I'm fairly confident that AstraZeneca (AZN) CEO David Brennan is not having an "affair" with "a senior female colleague," despite what this blogger says. Rather, it's more likely that this anonymous, unsourced allegation is linked to the strike at AZ's Macclesfield production facility, where 600 workers are protesting changes to their pension plan. An AZ spokesman said only:

I'm not going to dignify this with a response.
The blog, AstraZeneca A to Z, sprung up on Aug 18, when workers in the General, Municipal, Boilermakers and Allied Trade Union (GMB) first voted to authorize strike action. Management wants to change their pension scheme from an open-ended "defined benefit" plan to a fixed-cost "defined-contribution" plan. Since then, the blog has devoted three of its seven posts to the pension issue. The strike is now in its 10th day.

What are the odds that this blog is being run by someone supporting the strikers in an attempt to increase the pressure on Brennan -- whose name the blog spells wrong repeatedly -- to cave on pensions? (As I noted recently, AstraZeneca is not financially in a position to do anything else other than lay off workers or reduce benefits.)

The union's best strategy here might be to agree to the defined contribution plan on the condition that the size of the employer contribution is increased from what's currently on the table. Remember, Brennan's goal here is not just to reduce costs but to make costs predictable, which is why there is no way in hell the defined benefit plan will survive, and why the GMB ought to concentrate on getting as much padding into that defined contribution plan as it can.

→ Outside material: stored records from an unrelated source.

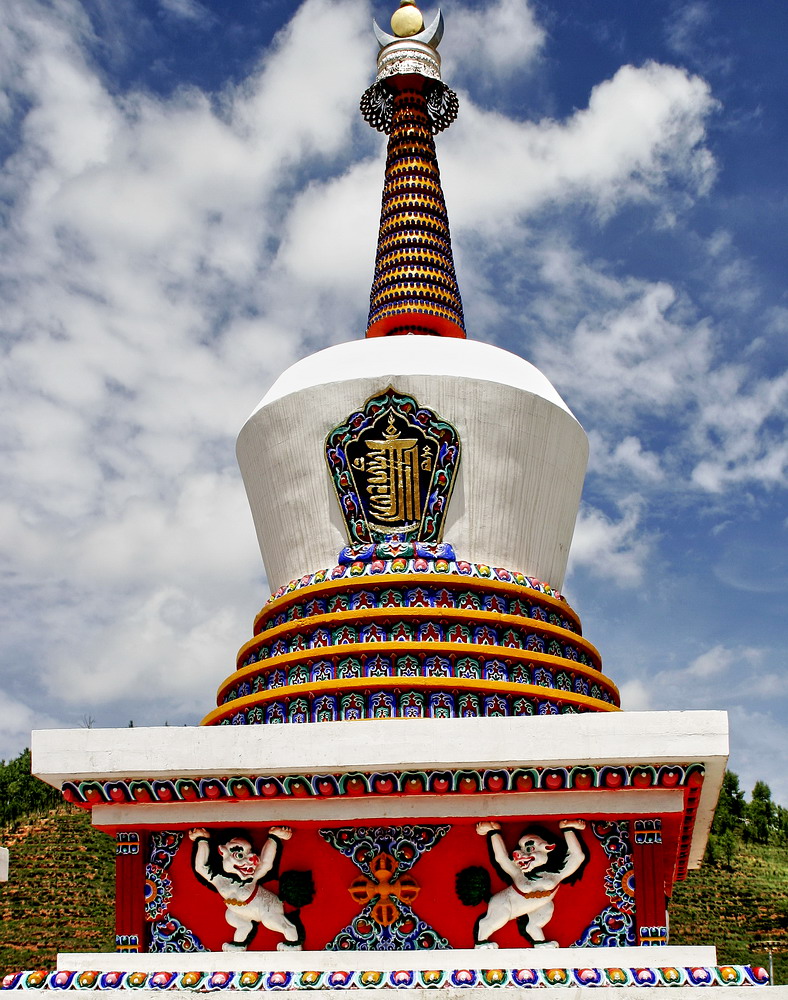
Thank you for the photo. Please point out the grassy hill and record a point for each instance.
(61, 891)
(61, 897)
(738, 908)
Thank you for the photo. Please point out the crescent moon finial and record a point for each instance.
(431, 35)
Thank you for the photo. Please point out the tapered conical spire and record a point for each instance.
(414, 288)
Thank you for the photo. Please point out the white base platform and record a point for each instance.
(389, 961)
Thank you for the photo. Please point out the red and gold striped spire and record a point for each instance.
(414, 289)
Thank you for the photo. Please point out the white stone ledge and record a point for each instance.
(387, 808)
(388, 961)
(382, 745)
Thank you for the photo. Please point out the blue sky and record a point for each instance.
(190, 201)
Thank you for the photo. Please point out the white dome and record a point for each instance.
(523, 461)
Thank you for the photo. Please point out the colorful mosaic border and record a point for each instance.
(724, 975)
(354, 784)
(420, 645)
(412, 565)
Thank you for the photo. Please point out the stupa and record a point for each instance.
(418, 775)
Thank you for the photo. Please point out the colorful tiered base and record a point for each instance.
(413, 636)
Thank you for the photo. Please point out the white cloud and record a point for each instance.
(189, 10)
(17, 719)
(506, 38)
(614, 550)
(643, 127)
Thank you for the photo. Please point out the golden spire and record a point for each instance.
(407, 19)
(414, 289)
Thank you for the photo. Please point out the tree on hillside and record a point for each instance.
(731, 807)
(20, 792)
(760, 815)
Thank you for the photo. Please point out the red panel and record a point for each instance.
(203, 911)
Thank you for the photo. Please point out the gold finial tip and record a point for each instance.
(407, 20)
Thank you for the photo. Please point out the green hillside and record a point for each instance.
(61, 890)
(738, 908)
(60, 897)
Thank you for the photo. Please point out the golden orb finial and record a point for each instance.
(407, 19)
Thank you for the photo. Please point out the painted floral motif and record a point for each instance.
(375, 979)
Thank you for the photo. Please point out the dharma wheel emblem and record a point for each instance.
(393, 464)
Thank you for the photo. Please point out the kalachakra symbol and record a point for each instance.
(393, 464)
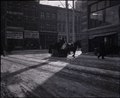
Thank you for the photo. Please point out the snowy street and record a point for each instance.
(40, 75)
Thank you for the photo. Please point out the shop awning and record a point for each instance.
(104, 34)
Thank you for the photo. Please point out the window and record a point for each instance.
(101, 5)
(93, 7)
(112, 15)
(100, 20)
(107, 3)
(101, 13)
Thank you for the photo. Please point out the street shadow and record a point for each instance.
(63, 84)
(9, 75)
(10, 80)
(26, 52)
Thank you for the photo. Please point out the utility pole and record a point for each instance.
(73, 23)
(67, 33)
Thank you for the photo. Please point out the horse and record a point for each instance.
(57, 50)
(73, 47)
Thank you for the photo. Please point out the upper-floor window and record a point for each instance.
(103, 14)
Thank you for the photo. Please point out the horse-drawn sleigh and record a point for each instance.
(62, 49)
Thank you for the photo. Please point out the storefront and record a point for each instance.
(110, 40)
(14, 40)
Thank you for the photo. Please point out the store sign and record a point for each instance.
(31, 34)
(14, 35)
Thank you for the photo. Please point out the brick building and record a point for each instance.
(61, 24)
(30, 25)
(47, 25)
(101, 25)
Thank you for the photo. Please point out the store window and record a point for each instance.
(93, 7)
(101, 5)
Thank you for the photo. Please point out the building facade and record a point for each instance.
(61, 24)
(30, 25)
(27, 25)
(102, 25)
(47, 25)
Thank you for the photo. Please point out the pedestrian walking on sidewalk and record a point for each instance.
(101, 51)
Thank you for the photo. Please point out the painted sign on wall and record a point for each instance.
(14, 35)
(31, 34)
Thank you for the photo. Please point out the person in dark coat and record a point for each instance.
(101, 51)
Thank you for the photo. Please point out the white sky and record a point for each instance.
(60, 3)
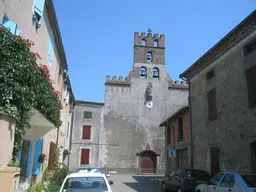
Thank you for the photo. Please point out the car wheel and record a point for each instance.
(164, 187)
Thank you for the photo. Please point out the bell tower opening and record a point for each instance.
(149, 48)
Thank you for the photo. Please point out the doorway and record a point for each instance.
(24, 158)
(253, 157)
(215, 160)
(148, 162)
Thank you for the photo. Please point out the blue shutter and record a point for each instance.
(39, 7)
(38, 151)
(11, 26)
(18, 32)
(51, 48)
(29, 158)
(19, 155)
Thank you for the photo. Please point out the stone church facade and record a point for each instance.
(130, 140)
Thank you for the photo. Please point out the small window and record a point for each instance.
(210, 75)
(180, 129)
(250, 48)
(215, 180)
(251, 86)
(87, 115)
(143, 42)
(143, 72)
(228, 181)
(155, 43)
(86, 132)
(168, 136)
(212, 105)
(149, 56)
(155, 73)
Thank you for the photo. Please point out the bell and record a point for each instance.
(143, 73)
(155, 74)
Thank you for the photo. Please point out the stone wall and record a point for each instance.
(235, 127)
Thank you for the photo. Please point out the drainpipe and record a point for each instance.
(70, 134)
(190, 122)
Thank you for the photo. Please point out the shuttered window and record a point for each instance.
(87, 115)
(38, 152)
(180, 129)
(251, 86)
(86, 132)
(85, 156)
(52, 156)
(212, 107)
(39, 7)
(168, 136)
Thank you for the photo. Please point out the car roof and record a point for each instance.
(87, 174)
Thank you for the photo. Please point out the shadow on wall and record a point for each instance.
(145, 183)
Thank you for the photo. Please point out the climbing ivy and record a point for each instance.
(24, 83)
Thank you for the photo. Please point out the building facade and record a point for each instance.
(87, 128)
(223, 102)
(177, 139)
(132, 141)
(36, 20)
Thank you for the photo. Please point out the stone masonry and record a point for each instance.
(234, 130)
(96, 126)
(129, 126)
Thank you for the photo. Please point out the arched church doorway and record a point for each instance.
(148, 161)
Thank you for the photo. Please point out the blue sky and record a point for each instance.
(98, 35)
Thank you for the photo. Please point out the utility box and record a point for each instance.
(9, 179)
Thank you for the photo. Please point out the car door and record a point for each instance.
(227, 183)
(168, 181)
(213, 184)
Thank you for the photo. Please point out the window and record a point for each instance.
(210, 75)
(85, 157)
(149, 56)
(143, 42)
(155, 43)
(168, 136)
(143, 72)
(212, 108)
(251, 86)
(250, 48)
(228, 181)
(11, 26)
(51, 49)
(86, 132)
(155, 73)
(38, 10)
(215, 180)
(87, 115)
(180, 129)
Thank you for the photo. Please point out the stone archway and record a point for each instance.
(147, 162)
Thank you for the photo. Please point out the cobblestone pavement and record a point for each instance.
(129, 183)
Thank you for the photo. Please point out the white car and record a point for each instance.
(230, 182)
(86, 182)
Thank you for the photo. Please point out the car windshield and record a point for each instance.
(197, 174)
(86, 184)
(89, 170)
(250, 180)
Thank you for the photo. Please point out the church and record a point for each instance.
(122, 134)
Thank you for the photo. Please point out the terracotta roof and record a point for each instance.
(235, 36)
(88, 102)
(176, 114)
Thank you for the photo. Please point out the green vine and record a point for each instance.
(24, 84)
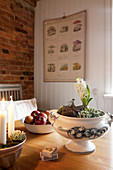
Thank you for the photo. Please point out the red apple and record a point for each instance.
(48, 122)
(42, 114)
(40, 120)
(35, 113)
(29, 120)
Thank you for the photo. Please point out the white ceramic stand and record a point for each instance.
(80, 147)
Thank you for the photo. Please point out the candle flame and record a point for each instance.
(3, 104)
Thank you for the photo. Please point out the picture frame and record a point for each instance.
(64, 48)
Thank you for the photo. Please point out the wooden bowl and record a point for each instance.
(39, 129)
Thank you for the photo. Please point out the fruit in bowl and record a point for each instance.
(81, 123)
(37, 118)
(38, 122)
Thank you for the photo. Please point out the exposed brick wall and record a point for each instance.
(17, 44)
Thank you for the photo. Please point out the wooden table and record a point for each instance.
(101, 159)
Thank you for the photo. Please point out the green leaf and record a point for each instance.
(84, 101)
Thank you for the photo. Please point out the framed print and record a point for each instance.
(64, 48)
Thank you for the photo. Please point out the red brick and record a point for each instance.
(18, 65)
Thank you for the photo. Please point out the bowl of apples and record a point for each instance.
(38, 122)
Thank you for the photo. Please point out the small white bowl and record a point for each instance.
(40, 129)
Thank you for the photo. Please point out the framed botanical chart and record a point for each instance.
(64, 48)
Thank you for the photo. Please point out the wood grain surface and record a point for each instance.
(100, 159)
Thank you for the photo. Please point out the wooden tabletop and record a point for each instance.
(100, 159)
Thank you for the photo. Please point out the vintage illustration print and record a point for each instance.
(64, 48)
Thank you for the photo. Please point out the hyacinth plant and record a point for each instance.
(83, 91)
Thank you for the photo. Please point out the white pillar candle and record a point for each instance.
(3, 124)
(10, 118)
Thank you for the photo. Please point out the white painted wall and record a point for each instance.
(52, 95)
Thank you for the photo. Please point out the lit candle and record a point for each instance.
(10, 118)
(3, 124)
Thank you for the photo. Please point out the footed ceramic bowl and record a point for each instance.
(8, 156)
(39, 129)
(80, 131)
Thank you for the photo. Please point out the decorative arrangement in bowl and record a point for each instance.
(38, 122)
(12, 149)
(81, 124)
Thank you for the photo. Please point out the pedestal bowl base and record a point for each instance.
(84, 147)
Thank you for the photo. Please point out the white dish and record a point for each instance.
(40, 129)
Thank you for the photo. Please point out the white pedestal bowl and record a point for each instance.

If Brennan even notices the blog, it will only annoy him. Will that help the strikers? Probably not. What it might do is weaken the GMB's position: Given that the blogger has published zero evidence to back the claim despite saying that Brennan and the woman are "strongly linked," the blog is a per se libel both in the U.S. and, crucially, in the U.K., where defamation laws operate with medieval strictness. It is not impossible for Brennan to sue the blogger and uncover his/her identity. If that happened, and the blogger turned out to be connected to the strike, the GMB can forget about chiseling some extra points out of management on the pensions issue.